A City Cruises pleasure boat which collided with a tug on the Thames, injuring nine tourists, had steering problems, an official investigation has concluded.
The 270-tonne Millennium Time struggled to keep on a steady heading, says the Marine Accident Investigation Branch (MAIB).
The mate of the vessel, who was helming at the time, did not hold a boatmaster’s licence, while the master of the boat, was providing sightseeing commentary.
The mate believed the Redoubt – towing three barges – was turning towards his own vessel, even though it was Millennium Time that had unexpectedly changed course. The 69-year-old reacted too late to avoid a collision near Waterloo bridge in July last year.

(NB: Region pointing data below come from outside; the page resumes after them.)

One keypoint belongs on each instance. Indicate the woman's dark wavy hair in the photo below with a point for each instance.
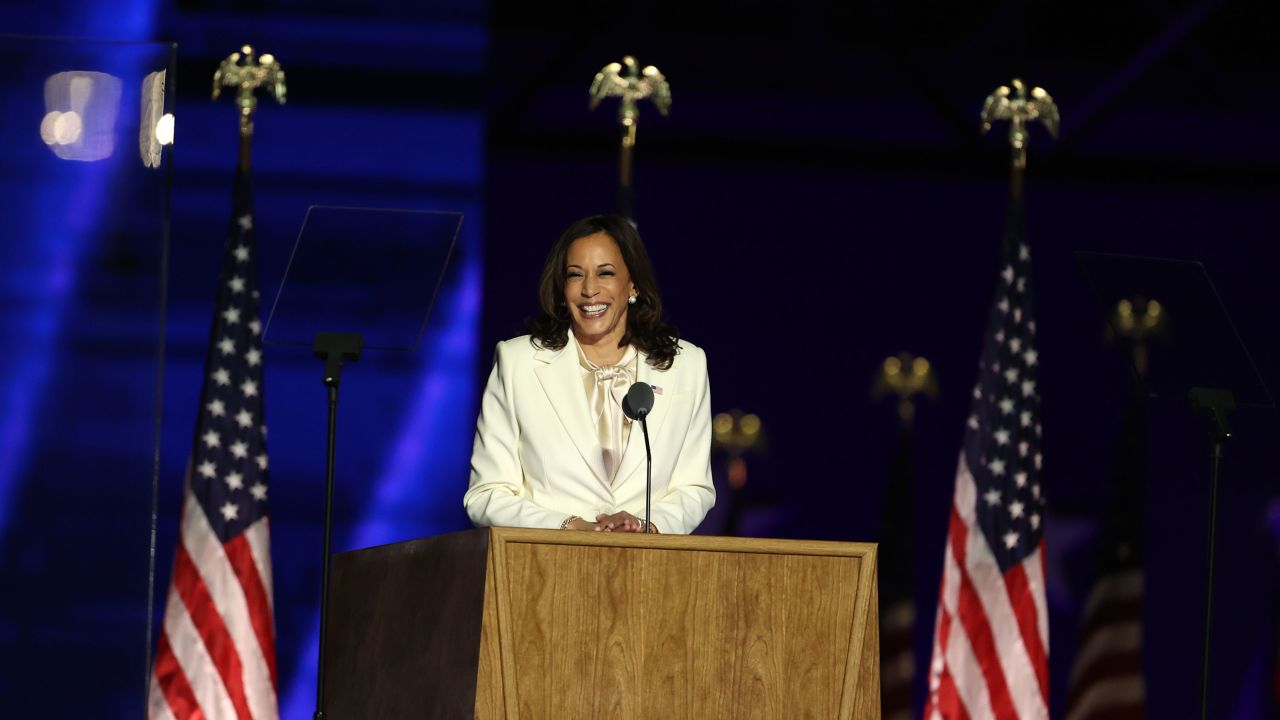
(647, 328)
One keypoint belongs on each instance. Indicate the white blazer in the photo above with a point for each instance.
(536, 458)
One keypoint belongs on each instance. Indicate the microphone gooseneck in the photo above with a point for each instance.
(636, 405)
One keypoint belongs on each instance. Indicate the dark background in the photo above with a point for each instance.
(819, 197)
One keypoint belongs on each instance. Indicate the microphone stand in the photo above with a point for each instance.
(333, 349)
(648, 472)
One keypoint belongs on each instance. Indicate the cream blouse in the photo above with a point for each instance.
(606, 387)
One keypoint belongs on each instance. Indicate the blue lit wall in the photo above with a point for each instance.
(818, 199)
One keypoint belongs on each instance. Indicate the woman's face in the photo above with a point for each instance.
(597, 287)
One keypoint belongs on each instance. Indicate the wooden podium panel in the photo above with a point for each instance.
(598, 624)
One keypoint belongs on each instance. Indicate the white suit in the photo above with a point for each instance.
(536, 458)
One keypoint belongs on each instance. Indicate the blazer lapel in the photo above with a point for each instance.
(632, 459)
(562, 382)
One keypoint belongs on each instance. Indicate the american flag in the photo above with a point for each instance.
(991, 633)
(215, 655)
(1106, 677)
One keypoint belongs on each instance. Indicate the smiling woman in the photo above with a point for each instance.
(552, 446)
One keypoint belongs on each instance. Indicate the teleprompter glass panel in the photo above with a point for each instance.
(83, 192)
(364, 270)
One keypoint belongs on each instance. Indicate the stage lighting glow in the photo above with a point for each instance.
(164, 130)
(60, 128)
(81, 109)
(155, 126)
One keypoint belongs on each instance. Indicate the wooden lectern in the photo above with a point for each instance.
(554, 624)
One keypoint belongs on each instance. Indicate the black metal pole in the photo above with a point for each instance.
(334, 349)
(648, 472)
(328, 543)
(1215, 465)
(1215, 404)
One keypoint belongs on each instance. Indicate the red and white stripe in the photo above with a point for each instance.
(991, 634)
(1106, 679)
(215, 656)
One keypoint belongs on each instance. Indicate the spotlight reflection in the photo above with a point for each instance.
(81, 109)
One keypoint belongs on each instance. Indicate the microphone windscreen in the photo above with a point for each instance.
(639, 401)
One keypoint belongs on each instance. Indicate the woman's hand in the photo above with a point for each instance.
(621, 522)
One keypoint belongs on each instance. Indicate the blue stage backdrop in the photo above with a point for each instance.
(818, 199)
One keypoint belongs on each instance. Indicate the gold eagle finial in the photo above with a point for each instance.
(1015, 104)
(247, 72)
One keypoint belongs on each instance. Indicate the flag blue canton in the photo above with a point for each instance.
(228, 473)
(1002, 437)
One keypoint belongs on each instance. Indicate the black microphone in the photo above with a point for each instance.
(636, 405)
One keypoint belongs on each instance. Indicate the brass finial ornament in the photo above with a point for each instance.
(630, 83)
(1139, 319)
(1018, 105)
(737, 433)
(247, 72)
(905, 377)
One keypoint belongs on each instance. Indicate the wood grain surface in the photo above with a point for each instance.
(595, 625)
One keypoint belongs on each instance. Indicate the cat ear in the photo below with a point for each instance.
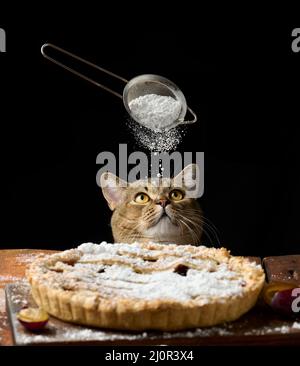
(188, 179)
(113, 189)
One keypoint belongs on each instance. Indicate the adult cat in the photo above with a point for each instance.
(160, 210)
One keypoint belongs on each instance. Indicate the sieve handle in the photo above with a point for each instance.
(83, 61)
(190, 121)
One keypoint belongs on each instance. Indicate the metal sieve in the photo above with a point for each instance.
(134, 88)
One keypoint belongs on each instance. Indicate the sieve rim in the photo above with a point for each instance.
(170, 85)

The report said some of the 362 passengers aboard were “undoubtedly shocked and panicked” but the crew were unable to manage the aftermath of the collision and were unsure how many were on board – they thought they were carrying 426.
Those that were injured suffered cuts and bruises.
The MAIB, which made a number of safety recommendations, said City Cruises had replaced the steering systems on Millennium Time and its sister vessels.
City Cruises says it "regrets any incident involving its vessels". The company confirmed it had implemented the safety recommendations.
It pointed out that the Millennium Time had been signed off as safe four months before the incident and the ship underwent daily engineering checks which did not reveal any steering problems. The company also said that the operation and helming of the boat by the mate was "fully, and legally, compliant with safety standards".
A statement added: "The mate was in the process of completing his BML, having completed the theory course and passed City Cruises own internal training programme which is almost identical to the BML examination.
"The law states that a captain of a boat must have a BML (which was the case on the Time) and that someone else can helm the boat as long as the BML holder is on board (which again was the case).
City Cruises MD Kyle Haughton said: “We have been fully behind, and involved in, the production of this report. The safety of our passengers and crew is paramount to us.”